Extreme Theory of Functional Connections

A physics-informed neural network method for solving parametric differential equations


We present a novel, accurate, fast, and robust physics-informed neural network method for solving problems involving differential equations (DEs), called Extreme Theory of Functional Connections, or X-TFC. The proposed method is a synergy of two recently developed frameworks for solving problems involving DEs: the Theory of Functional Connections TFC, and the Physics-Informed Neural Networks PINN. Here, the latent solution of the DEs is approximated by a TFC constrained expression that employs a Neural Network (NN) as the free-function.

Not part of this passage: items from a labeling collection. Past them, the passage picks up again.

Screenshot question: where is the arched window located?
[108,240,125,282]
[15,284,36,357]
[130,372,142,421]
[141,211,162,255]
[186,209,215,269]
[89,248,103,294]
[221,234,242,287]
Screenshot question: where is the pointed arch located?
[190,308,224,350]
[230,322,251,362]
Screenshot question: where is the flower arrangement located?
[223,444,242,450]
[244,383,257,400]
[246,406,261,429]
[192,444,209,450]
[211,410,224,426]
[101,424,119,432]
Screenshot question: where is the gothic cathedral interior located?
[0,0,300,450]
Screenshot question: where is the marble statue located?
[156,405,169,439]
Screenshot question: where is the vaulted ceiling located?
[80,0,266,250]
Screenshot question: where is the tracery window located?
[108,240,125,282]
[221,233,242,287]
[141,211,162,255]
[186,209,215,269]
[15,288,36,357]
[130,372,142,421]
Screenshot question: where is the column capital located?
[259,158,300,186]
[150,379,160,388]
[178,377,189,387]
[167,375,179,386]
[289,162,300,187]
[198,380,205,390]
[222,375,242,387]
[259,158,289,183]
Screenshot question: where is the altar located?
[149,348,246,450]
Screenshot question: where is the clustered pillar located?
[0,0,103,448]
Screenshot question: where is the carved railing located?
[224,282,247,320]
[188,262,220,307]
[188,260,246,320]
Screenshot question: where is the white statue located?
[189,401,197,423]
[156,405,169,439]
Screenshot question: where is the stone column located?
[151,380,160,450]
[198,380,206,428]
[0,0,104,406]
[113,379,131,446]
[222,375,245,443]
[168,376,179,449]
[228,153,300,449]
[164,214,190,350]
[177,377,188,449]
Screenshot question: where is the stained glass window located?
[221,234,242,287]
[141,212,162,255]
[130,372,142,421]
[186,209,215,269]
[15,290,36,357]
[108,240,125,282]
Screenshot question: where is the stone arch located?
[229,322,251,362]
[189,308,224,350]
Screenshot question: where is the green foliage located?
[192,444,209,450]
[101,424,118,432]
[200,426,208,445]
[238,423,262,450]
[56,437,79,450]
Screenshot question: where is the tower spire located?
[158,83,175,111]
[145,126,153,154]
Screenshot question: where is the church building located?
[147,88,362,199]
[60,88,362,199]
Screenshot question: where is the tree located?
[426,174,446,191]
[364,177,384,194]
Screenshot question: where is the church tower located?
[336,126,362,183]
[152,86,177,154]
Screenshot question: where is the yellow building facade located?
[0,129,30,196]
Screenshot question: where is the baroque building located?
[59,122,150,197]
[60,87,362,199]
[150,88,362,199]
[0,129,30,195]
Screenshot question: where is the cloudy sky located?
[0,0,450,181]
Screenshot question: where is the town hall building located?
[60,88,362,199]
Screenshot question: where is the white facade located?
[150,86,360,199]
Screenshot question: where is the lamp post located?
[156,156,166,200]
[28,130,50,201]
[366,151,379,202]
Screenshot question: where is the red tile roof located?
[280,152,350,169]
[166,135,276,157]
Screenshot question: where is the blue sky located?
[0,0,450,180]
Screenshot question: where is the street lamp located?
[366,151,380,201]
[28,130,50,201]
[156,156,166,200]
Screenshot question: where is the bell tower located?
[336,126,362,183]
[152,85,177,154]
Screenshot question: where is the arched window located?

The TFC approximated solution form always analytically satisfies the constraints of the DE, while maintaining a NN with unconstrained parameters. X-TFC uses a single-layer NN trained via the Extreme Learning Machine (ELM) algorithm. This choice is based on the approximating properties of the ELM algorithm that reduces the training of the network to a simple least-squares, because the only trainable parameters are the output weights. The proposed methodology was tested over a wide range of problems including the approximation of solutions to linear and nonlinear ordinary DEs (ODEs), systems of ODEs, and partial DEs (PDEs). The results show that, for most of the problems considered, X-TFC achieves high accuracy with low computational time, even for large scale PDEs, without suffering the curse of dimensionality.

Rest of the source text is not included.